Minister of Health (NBGS)
- In office 30 September 2018 – 24 May 2019
- Preceded by: Bol Bak Thou
- Succeeded by: Dr. Aleu Pioth

Governor of Northern Bahr el Ghazal
- In office 19 June 2020 – 8 July 2023
- Preceded by: Jal Malith Jal
- Succeeded by: Simon Uber Mawut

Personal details
- Born: Early 1965 Aweil, Bahr el Ghazal
- Party: SPLM
- Occupation: politician
- Nickname: Bany Koc

= Tong Akeen Ngor =

South Sudanese politician

Tong Akeen Ngor is a South Sudanese politician who previously served as governor of the state of Northern Bahr el Ghazal.
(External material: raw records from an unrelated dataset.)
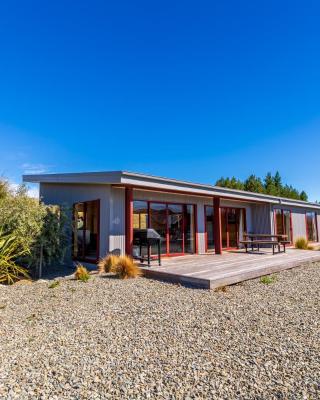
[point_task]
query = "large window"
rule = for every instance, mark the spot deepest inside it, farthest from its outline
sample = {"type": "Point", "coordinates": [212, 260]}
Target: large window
{"type": "Point", "coordinates": [233, 226]}
{"type": "Point", "coordinates": [174, 222]}
{"type": "Point", "coordinates": [209, 214]}
{"type": "Point", "coordinates": [312, 226]}
{"type": "Point", "coordinates": [283, 224]}
{"type": "Point", "coordinates": [86, 230]}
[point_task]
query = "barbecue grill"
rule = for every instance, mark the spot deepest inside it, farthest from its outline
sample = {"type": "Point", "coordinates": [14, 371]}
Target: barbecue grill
{"type": "Point", "coordinates": [145, 238]}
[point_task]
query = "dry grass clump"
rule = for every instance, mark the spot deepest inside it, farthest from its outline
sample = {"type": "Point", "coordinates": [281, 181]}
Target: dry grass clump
{"type": "Point", "coordinates": [108, 263]}
{"type": "Point", "coordinates": [127, 268]}
{"type": "Point", "coordinates": [301, 244]}
{"type": "Point", "coordinates": [82, 274]}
He was appointed by President Kiir in February 2020 as one of revitalized-peace agreement's governors. and was later replaced by Simon Uber Mawut.

==Activist imprisonment==

A court in Aweil sentenced an activist, Samuel Garang Dut, to eight months in prison for making false statements against Northern Bahr el Ghazal State governor.

Garang Mangok, the presiding judge, found Samuel Garang Dut guilty of libel and slander.

He was also ordered to pay a fine of two million South Sudanese Pounds to Tong Aken.

Garang was ordered to court by Governor Tong after the activist took pictures of a modern building constructed in Juba and claimed it belonged to Governor Aken.